Pathologists traditionally interpret dozens of slides per cancer case, searching for clues pointing to a cancer diagnosis. For example, there can be more than 60 slides for a single breast cancer case and, out of those, only a handful may contain important findings.

AI can help pathologists become more productive by accelerating and enhancing their workflow as they examine massive amounts of data. It gives the pathologists the tools to analyze images, provide insight based on previous cases and diagnose faster by pinpointing anomalies.

Paige.AI is applying AI to pathology to increase diagnostic accuracy and deliver better patient outcomes, starting with prostate and breast cancer. Earlier this year, Paige.AI — a member of the NVIDIA Inception program — was granted “Breakthrough Designation” by the U.S. Food and Drug Administration, the first such designation for AI in cancer diagnosis.

The FDA grants the designation for technologies that have the potential to provide for more effective diagnosis or treatment for life-threatening or irreversibly debilitating diseases, where timely availability is in the best interest of patients.

To find breakthroughs in cancer diagnosis, Paige.AI will access millions of pathology slides, providing the volume of data necessary to train and develop cutting-edge AI algorithms.

DGX-1 AI supercomputer
NVIDIA DGX-1 is proving to be an important research tool for many of the world’s leading AI researchers.

To make sense of all this data, Paige.AI uses an AI supercomputer made up of 10 interconnected NVIDIA DGX-1 systems. The supercomputer has the enormous computing power of over 10 petaflops necessary to develop a clinical-grade model for pathology and, for the first time, bridge the gap from research to a clinical setting that benefits future patients.

One example of how NVIDIA’s technology is already being used is a recent study by Paige.AI that used seven NVIDIA DGX-1 systems to train neural networks on a new dataset to detect prostate cancer. The dataset consisted of 12,160 slides, two orders of magnitude larger than previous datasets in pathology. The researchers achieved near perfect accuracy on a test set consisting of 1,824 real-world slides without any manual image-annotation.

By minimizing the time pathologists spend processing data, AI can help them focus their time on analyzing it. This is especially critical given the short supply of pathologists.

According to The Lancet medical journal, there is a single pathologist for every million people in sub-Saharan Africa and one for every 130,000 people in China. In the United States, there is one for roughly every 20,000 people, however, studies predict that number will shrink to one for about every 30,000 people by 2030.

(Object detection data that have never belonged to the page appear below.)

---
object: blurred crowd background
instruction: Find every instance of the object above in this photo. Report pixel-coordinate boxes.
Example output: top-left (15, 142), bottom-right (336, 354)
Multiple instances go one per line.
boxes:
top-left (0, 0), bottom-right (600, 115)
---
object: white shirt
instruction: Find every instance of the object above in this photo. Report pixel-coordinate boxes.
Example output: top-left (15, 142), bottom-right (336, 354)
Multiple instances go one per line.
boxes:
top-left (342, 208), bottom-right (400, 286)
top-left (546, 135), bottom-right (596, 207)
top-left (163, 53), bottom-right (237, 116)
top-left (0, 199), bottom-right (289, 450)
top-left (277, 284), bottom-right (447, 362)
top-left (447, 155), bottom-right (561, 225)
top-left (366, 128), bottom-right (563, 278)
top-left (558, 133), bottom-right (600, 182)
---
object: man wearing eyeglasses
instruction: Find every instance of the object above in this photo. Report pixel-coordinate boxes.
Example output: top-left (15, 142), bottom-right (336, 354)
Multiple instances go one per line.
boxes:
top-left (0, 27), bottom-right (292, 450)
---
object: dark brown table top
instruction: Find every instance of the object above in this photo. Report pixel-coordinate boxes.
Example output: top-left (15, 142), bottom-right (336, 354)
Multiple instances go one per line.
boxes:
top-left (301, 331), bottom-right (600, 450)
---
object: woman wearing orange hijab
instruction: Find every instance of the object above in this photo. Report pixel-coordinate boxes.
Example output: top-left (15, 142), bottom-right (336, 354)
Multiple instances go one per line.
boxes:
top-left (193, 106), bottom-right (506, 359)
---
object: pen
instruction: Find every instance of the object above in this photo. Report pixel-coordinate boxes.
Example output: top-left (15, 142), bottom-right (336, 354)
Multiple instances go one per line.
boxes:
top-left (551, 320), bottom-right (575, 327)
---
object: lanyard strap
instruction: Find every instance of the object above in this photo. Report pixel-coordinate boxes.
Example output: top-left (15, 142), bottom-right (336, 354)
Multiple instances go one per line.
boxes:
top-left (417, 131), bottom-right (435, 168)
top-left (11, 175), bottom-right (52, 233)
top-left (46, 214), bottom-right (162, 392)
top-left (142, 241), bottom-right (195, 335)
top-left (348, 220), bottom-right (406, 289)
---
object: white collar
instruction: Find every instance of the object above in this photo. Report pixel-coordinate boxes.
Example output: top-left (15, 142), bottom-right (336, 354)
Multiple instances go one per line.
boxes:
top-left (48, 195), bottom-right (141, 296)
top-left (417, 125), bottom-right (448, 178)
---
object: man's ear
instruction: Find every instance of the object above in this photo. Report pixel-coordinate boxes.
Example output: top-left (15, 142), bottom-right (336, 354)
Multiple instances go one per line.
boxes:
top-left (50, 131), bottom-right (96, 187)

AI gives a big boost to computational pathology by enabling quantitative analysis of the study of structures seen under a microscope and cell biology. This advancement is made possible by combining novel image analysis, computer vision and machine learning techniques.

“With the help of NVIDIA technology, Paige.AI is able to train deep neural networks from hundreds of thousands of gigapixel images of whole slides. The result is clinical-grade artificial intelligence for pathology,” said Dr. Thomas Fuchs, co-founder and chief scientific officer at Paige.AI. “Our vision is to help pathologists improve the efficiency of their work, for researchers to generate new insights, and clinicians to improve patient care.”